Getting lost is admitting that it's alright to feel uncertain. Many people would shudder at the idea and skip the uneasiness altogether. They grab the first available identity off the rack and play a role that doesn't represent who they are. They wear the mask, sometimes for an entire lifetime, and even if their life "appears" to have meaning or merit to others (family, friends, etc.), it never does to the most important person: themselves.
You always pay the price when you take shortcuts like this. The nausea of uncertainty can never be banished, it can only be repressed or embraced.
Motorcycles, as it happens, are a great way to teach people how to inhabit that in-between without drowning in it. When you ride to explore, nothing catastrophic happens. And when it's too much, you consult a map, or a sign; heck, you improvise a new route. Eventually, you rejoin a road you recognize.
The important part is that you're the one calling the shots. And that sense of mechanical control over something offers the perfect backdrop to examine the uncertain paths of your life that keep calling to you.
I kind of make the motorcycle sound like a mystical calling, as if it were some crystal ball with all the answers. The kind of thing that'll whisper the name of your soulmate into your helmet if you ride fast enough. Sorry to disappoint, but I don't think anything can really offer this type of enlightenment.
What motorcycles really offer is a lab. A moving metaphor you can sit on.
Time Waits for No One
People can imagine themselves as moving through time. But what if we're the ones that are stationary, and time is the thing moving through us? The seasons come and go, our body ages, something is happening to us regardless of our preference or mindfulness.
We can stand there waiting for meaning to appear, by coincidence or luck. Or we can just swing a leg over the nearest bike. One thing is for sure: at least it'll take you somewhere.
It might not be the path you thought of, or one that is particularly useful to you right now, but it's still a part of you, a part of life that you have yet to explore. In that moving solitude, somewhere between "I have no idea what I’m doing" and "This feels right," you might start to notice the faint outline of a life that actually fits who you are.
Not the life you were handed. Not the one you were threatened or guilted into. The one you gradually piece together out of real curiosity, real joy, real risk.

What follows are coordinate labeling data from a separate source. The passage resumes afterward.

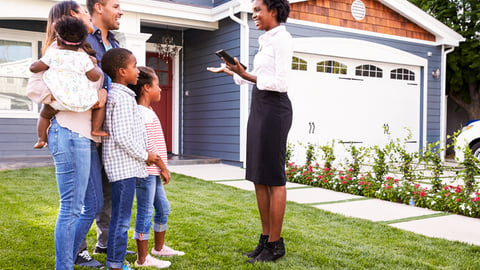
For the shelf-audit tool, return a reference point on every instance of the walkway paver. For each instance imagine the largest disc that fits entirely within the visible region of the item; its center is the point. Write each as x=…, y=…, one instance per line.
x=452, y=227
x=376, y=210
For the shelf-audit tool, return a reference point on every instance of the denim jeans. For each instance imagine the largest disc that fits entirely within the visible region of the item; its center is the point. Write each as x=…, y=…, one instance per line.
x=162, y=207
x=145, y=191
x=123, y=192
x=93, y=203
x=71, y=154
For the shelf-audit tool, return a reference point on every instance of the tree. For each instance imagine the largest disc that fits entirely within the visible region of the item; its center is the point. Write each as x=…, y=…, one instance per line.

Sometimes you have to get lost on a motorcycle to realize that being lost was never the problem. The problem was standing still.
—
A Note From the Author
This piece comes from a place of inner conflict for me. I've wrestled a lot with the expectation to do something useful and often rebelled because the pressure felt insurmountable. I studied philosophy, became a musician, a motorcyclist and a chess player. Basically, I pursued every "useless" hobby in the book out of spite, but that was also just as costly as "fitting in." I treated the hobbies themselves as an antidote, but failed to realize that the constant antagonistic pursuit of them was blinding me from their actual benefits. I was using the hobbies as a competitive drive and became obsessed with "becoming skillful," which, as it happens, is just the same pragmatic mindset one might have for "useful pursuits." I am still learning to detach the goal-oriented approach from these hobbies, and the more I do, the more I realize that the dead-space of uselessness is actually more useful than any accolade I could receive. Because it provides joy, it provides a stillness that quiets hardship, a peace that keeps giving. I hope motorcycling does this for you as well, dear reader.